Otherwise I was free to wander. After so many days in company that was mostly male and exclusively military, I could think of nothing better than to escape. It was a pleasant May evening, even if it was a Monday, and I itched to walk. Marina agreed to accompany me. But my night off took some negotiating by telephone with Lieutenant Gray – I still did not have the right papers. We worked out a kind of deal. Shortly afterwards a taxi-cab pulled up outside the hospital, with a single passenger: Ted Lane. The sergeant’s brief, from Gray, was to keep a discreet watch on us for the evening: ‘That man will do anything to get out of buying a round,’ Lane grumbled. But he was cheerful enough, and I trusted his competence as much as Gray evidently did.

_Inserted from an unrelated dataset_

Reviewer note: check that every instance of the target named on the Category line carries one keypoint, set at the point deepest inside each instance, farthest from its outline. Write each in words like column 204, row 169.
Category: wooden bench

Since the cab was paid for, we used it to take a tour of the city, seeing the dockyard and the harbour, which, as when I had seen it before with Philip Parris, bristled with fighting ships. Then we were dropped in the Commercial Road, and took a stroll, with Gray tailing us at a discreet distance. At that it was easy to lose him in the crowd, for there was plenty of khaki about, as well as Navy blue. The other predominant colour seemed to be black. Marina told me that black was something of a fashion now. ‘As if we’re all back in Victoria’s day,’ she said gloomily.
Another striking difference from Paris or Berlin was the lack of motor traffic on the streets: a few omnibuses and ambulances, police cars and military vehicles, only a handful of taxi-cabs and private motor-cars. On the other hand there was a flood of horse-drawn traffic, which brought with it the straw and manure and an earthy reek that had been lost from the streets of Britain since before the First Martian War. It was all down to a shortage of petrol, Marina said – that and a general discouragement to use motorised vehicles, which attracted Martians.